Other problems are really tied to the projects standalone: as I said above, we had some trouble with JFFI and the fact that we didn’t install the JNI library (an ELF shared object) that it needs to work. Now we do, but… every time we start jruby
, whether we’re going to use FFI or not, we’ve got to call into java-config
(which is a bash call into a Python script), to ask it where the jffi library is so that we can set a property… it doesn’t sound right! And the same applies to dev-java/jna (which seem to provide similar features, by the way). The problem with both is that they really should have a way to tell at build time were their native libraries should be found, and then leave the property as a way to override it… Unfortunately it seems like there is no way to do that. I reported a feature request for JFFI and we’ll see how it’s going to turn out.
Unfortunately, the problems don’t stop here. Another problem happens with the OpenSSL-compatibility extension provided by dev-ruby/jruby-openssl; the idea is to provide the same interface of Ruby with the OpenSSL extension, but using Java libraries instead. Since the standard JRE does not provide all the needed interface, this extension uses BouncyCastle to do the work, and that does not work fine here at all: not only the extension bundles a copy of bcprov and bcmail (even in the very git repository!), which by the way don’t seem to work right for me, maybe because they are the JDK 1.4 versions, while we use at least Java5, if not 6 altogether, but more importantly our already-present bcprov/bcmail packages fail badly. The issue here is that bcprov can be loaded as a JCE provider; JCE providers need to be signed, and obviously our rebuilt Jar file is not signed. This is a huge problem that the Java team should most likely look into and something I really cannot look into myself.
On the bright side, though, tonight I’m going to commit a new JRuby ebuild with a much simplified launcher script (and no more symlinks around!). This basically cuts all the conditionals for cygwin, as well as for dynamic discovery of JAVA_HOME
path and replace them with assumptions about the Gentoo setup (JAVA_HOME
is filled in during install phase) and calls into java-config
. Hopefully, this should reduce both possibility of mistakes, and reduce the time needed to process the script. Unfortunately, the script as it is, uses bash, that we all know is far from the fastest shell out there. Porting it to use pure sh is definitely not possible — although one could argue that Java’s own startup is definitely going to take up more time than using bash).

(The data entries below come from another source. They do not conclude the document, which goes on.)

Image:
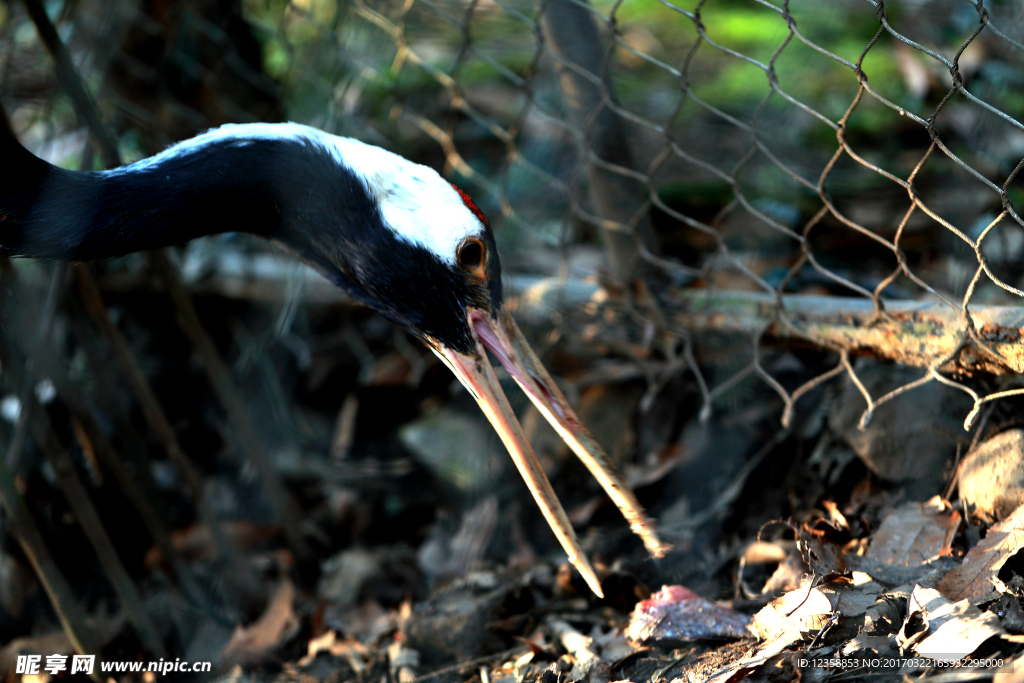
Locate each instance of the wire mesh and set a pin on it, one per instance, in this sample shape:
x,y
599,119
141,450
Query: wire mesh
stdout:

Oh well, we’ll see how it goes from here.
Sorry if it was my fault that the JNI library wasn’t being installed. I can’t remember too well, to be honest, but I know my understanding of the subject was pretty weak back then. As it happens, I’ve been doing a lot of work with JNI recently and understand it a hell of a lot better now. If you need me to look at the problem, let me know. I can’t speak for JFFI specifically but I can tell you that if you use System.loadLibrary instead of System.load, it’ll look in standard places like /usr/lib and LD_LIBRARY_PATH. You can also pass other locations through java.library.path.
Actually I think it may be a moot point. java-config isn’t just needed to find the native library location, it’s also used to find all the required JARs. This is how most Java stuff on Gentoo is launched because there is no standard way to locate JARs. It’s a little bit like how shared libraries are located. I’m not sure how other distributions handle this but I think it’s quite a nice system.The bash script could probably be rewritten for sh. In fact, it looks like no work is needed. I just changed the shebang for one application launcher and it worked fine.Other than that, the speed impact is negligible compared to Java’s own startup time. Hardcoding JAR locations would probably make updates break things more often and I don’t think anyone wants to rewrite java-config in C.Java takes a long time to start, even without all the JARs JRuby requires. That’s why things like Nailgun (http://martiansoftware.com/… have been developed. Have you noticed that JRuby includes it? I never tried to get it working under Gentoo.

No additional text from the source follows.